Rewild Your Garden:
Create a Haven for Birds, Bees and Butterflies
by Frances Tophill
Quercus Books
£15 ISBN 978-1529410259
When, in 2000, Isabella Tree and her husband Charlie Burrell downed tools and let nature take its course at their 3,500-acre estate in West Sussex, many observers thought they were mad. Twenty years on, with their land now teeming with life including rare species, such as purple emperor butterflies and turtle doves, they have kick-started a new appreciation for how wildlife, ecosystems and biodiversity can be not just conserved but restored.
This approach might work well on a large scale but what can the average gardener, who still wants to look out on to something aesthetically pleasing, hope to achieve? This is the question tackled by writer and Gardeners’ World presenter Frances Tophill in a book that encourages us to consider the garden ecosystem both as a whole and as part of the wider landscape all around us. Though she doesn’t say it anywhere near as bluntly, plants for pollinators and bee hotels are all very well, but they are only part of the solution. The woodlouse, the ant and the earwig are all just as essential – as are bacteria in the soil and fungi and mosses in the ground layer above.
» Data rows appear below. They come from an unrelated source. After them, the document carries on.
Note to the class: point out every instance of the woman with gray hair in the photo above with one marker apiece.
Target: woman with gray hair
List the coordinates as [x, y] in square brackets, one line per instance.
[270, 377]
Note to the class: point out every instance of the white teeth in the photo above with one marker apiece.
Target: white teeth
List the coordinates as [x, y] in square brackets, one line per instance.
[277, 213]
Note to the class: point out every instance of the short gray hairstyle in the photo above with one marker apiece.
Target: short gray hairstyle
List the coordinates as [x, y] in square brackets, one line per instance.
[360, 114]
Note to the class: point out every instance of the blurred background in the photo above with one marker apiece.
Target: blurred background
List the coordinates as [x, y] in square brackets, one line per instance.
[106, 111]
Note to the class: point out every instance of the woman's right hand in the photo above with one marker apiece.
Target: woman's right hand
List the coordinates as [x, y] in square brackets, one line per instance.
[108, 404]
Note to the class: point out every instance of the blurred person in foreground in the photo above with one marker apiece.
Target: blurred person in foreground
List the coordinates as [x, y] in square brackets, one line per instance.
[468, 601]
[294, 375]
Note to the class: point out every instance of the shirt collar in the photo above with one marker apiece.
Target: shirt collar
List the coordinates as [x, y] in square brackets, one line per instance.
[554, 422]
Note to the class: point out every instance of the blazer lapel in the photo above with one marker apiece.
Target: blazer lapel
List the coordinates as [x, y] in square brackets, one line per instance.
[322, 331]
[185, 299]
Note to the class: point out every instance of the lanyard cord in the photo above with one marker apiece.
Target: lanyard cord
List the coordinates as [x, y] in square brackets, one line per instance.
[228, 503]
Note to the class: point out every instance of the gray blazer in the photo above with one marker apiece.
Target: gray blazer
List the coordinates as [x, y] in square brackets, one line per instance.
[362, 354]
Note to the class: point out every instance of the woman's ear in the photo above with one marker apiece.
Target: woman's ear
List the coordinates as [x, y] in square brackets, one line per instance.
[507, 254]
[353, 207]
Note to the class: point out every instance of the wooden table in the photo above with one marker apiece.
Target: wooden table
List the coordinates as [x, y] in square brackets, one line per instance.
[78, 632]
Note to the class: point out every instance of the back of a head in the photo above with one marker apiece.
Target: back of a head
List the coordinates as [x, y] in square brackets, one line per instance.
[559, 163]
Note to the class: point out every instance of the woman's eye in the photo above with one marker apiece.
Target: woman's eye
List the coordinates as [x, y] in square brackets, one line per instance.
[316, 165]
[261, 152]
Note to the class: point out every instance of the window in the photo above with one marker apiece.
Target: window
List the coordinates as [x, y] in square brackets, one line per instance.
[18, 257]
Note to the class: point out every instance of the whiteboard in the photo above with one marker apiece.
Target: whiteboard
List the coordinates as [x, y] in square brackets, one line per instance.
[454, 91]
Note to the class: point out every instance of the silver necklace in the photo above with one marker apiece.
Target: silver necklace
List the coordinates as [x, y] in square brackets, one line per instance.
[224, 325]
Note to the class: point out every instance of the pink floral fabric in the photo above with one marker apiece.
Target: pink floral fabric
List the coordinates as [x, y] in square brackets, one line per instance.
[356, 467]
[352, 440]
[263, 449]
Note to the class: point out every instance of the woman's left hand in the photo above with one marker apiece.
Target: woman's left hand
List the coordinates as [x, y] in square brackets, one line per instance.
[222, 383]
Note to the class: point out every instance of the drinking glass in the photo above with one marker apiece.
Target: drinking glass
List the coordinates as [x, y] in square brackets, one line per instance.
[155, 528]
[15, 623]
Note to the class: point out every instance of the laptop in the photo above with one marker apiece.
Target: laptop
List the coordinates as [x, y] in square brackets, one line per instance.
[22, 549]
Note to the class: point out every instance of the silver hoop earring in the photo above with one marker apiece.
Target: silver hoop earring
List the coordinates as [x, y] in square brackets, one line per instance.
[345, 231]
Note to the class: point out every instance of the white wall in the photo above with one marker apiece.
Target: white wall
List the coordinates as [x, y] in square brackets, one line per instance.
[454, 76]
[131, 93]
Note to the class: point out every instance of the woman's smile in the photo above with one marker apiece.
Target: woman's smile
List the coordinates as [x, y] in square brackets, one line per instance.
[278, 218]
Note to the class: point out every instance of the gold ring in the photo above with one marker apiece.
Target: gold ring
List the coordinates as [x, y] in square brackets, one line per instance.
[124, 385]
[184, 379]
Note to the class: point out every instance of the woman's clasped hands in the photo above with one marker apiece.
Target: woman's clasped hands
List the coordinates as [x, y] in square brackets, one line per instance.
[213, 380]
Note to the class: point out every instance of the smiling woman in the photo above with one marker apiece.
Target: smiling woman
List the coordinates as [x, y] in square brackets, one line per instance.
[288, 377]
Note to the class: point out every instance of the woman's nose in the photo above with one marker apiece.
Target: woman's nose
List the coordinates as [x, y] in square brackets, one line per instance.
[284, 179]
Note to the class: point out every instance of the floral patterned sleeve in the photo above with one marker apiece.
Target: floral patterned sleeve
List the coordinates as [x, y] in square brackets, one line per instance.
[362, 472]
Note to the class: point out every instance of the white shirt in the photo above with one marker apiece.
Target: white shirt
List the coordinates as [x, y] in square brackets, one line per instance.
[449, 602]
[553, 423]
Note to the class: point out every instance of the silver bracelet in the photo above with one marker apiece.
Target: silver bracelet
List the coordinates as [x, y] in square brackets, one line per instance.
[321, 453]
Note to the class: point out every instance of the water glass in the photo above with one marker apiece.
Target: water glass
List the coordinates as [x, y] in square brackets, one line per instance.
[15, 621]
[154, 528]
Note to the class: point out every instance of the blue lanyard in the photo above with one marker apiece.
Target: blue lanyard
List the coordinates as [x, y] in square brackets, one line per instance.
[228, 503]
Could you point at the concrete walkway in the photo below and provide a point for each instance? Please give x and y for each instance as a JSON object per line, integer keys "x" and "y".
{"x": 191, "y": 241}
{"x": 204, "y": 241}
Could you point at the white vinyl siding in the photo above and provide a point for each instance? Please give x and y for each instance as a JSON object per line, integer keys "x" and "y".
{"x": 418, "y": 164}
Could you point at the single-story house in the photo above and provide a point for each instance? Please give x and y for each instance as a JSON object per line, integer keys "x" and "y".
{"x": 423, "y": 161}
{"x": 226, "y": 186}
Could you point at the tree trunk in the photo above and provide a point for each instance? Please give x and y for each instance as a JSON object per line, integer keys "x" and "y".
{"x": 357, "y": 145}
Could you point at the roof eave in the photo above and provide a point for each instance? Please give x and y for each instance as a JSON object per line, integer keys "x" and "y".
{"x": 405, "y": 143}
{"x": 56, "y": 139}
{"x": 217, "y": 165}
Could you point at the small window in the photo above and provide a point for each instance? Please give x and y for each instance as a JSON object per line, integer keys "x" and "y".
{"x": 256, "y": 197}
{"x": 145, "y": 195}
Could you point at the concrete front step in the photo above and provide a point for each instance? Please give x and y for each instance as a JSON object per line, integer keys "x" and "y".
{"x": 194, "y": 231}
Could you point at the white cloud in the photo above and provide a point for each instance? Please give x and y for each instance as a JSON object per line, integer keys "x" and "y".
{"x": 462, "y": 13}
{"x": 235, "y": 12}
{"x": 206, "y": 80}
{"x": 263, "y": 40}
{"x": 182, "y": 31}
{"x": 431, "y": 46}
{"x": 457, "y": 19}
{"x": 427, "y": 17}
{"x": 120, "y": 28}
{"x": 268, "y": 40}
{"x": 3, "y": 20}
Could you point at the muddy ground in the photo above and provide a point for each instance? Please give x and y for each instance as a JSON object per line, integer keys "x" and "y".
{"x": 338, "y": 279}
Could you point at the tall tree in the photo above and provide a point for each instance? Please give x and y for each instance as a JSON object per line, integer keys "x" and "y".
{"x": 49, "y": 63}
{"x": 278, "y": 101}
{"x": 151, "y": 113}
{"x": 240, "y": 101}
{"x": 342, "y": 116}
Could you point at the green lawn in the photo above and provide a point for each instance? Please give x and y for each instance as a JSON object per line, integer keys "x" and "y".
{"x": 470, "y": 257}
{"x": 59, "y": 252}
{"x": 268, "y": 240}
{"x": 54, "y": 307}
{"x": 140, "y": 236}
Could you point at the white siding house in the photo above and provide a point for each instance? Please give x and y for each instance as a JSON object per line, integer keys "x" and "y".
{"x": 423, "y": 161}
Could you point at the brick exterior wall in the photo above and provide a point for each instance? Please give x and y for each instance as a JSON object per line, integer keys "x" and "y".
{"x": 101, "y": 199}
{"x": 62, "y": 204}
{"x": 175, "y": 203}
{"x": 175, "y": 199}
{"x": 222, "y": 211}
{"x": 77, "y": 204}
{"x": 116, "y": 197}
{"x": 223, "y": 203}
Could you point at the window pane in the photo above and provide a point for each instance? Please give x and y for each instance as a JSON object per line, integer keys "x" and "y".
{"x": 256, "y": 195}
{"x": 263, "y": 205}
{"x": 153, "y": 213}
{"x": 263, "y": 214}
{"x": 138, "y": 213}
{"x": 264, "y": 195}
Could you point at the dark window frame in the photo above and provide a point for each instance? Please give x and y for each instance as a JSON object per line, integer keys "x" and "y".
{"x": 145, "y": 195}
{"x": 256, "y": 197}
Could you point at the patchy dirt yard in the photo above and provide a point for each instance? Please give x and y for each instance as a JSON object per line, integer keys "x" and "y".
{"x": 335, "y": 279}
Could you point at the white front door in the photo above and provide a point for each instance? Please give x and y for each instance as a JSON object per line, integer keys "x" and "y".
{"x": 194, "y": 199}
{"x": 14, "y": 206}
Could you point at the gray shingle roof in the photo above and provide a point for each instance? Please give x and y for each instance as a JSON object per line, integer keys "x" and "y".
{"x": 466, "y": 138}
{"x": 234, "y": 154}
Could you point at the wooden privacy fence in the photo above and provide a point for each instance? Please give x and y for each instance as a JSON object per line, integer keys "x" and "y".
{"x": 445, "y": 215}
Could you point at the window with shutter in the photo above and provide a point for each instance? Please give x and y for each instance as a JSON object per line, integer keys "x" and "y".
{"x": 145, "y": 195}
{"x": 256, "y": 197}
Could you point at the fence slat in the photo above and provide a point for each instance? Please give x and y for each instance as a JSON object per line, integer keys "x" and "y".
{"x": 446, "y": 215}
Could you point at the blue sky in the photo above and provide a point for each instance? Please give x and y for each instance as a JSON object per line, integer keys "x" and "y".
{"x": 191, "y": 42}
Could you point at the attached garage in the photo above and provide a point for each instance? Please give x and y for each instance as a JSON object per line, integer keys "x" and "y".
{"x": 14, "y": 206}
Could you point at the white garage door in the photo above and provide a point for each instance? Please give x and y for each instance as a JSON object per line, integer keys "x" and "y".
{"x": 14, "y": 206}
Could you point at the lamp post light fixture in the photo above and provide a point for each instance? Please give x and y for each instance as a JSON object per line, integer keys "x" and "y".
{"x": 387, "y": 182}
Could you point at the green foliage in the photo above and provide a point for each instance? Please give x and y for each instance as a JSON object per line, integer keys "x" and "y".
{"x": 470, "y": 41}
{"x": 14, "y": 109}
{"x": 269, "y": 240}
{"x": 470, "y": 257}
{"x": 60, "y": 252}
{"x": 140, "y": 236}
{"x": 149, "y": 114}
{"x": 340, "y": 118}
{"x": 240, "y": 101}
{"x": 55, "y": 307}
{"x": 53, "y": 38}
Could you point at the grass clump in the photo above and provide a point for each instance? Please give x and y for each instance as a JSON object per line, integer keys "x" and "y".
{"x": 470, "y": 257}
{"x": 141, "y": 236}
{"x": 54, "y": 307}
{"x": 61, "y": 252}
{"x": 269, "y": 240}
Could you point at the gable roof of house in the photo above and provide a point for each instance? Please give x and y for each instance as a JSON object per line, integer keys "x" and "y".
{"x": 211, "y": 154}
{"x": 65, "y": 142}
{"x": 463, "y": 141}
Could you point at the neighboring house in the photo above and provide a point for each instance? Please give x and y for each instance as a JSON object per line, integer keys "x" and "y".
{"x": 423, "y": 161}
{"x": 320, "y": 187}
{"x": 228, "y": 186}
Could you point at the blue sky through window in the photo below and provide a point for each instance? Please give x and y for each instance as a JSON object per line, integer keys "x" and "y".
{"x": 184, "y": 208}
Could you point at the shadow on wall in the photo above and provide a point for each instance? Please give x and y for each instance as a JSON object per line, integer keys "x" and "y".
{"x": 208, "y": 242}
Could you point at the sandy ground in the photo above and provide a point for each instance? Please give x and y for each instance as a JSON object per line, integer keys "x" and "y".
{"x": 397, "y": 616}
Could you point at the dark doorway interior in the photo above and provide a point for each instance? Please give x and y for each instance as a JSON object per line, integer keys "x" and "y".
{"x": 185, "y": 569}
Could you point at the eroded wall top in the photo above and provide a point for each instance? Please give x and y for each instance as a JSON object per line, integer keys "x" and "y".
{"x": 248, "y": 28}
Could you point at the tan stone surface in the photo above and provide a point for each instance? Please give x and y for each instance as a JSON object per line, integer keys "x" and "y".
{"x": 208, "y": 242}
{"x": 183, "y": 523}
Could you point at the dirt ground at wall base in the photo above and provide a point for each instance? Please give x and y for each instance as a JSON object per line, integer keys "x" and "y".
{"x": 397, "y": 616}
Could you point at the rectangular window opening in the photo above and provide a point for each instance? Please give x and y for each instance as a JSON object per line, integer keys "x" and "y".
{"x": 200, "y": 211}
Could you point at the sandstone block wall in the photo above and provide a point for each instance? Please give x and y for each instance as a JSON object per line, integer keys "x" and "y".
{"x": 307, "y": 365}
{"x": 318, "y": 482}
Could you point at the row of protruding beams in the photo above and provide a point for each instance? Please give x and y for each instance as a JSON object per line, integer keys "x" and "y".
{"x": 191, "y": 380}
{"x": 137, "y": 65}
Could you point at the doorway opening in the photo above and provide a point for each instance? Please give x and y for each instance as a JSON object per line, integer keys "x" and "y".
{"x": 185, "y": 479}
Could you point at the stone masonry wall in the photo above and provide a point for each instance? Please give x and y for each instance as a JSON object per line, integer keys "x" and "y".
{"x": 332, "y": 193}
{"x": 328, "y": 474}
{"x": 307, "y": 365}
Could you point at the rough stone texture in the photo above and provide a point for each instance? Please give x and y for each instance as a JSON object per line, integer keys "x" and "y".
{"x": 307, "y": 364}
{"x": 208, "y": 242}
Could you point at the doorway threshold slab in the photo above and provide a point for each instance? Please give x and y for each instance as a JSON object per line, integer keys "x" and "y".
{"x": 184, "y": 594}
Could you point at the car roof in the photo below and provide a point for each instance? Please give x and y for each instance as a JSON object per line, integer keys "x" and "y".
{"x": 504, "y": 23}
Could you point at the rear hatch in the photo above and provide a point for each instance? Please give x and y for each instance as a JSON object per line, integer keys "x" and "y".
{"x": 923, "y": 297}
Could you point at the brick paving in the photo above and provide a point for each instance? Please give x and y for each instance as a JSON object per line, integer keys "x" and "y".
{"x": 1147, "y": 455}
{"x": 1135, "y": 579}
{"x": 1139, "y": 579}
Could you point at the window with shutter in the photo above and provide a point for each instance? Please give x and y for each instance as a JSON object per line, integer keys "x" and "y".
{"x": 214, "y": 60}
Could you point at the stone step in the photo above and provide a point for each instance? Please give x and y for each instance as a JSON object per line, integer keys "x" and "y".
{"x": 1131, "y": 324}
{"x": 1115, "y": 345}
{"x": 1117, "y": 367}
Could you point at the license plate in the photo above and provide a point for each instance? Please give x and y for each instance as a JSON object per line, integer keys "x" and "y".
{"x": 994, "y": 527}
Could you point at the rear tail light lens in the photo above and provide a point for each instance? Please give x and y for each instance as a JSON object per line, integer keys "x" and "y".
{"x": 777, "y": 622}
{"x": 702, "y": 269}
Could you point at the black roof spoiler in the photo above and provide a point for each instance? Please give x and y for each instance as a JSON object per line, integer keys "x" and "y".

The book begins with a brief assessment of the different levels of the garden ecosystem, from the soil to the canopy layer with suggestions for three different approaches for each, varying from the highly controlled to the almost total non-intervention that characterises true rewilding. Tophill then goes on to consider the various components of a typical garden, from ponds and lawns to kitchen gardens and flower beds, for each advising on ways to attract as much wildlife as possible.
Combined with beautiful illustrations by Jo Parry, this is an encouraging and supportive book that aims to help you find the level of rewilding that is right for you, while acknowledging that even the smallest of steps can make an enormous difference.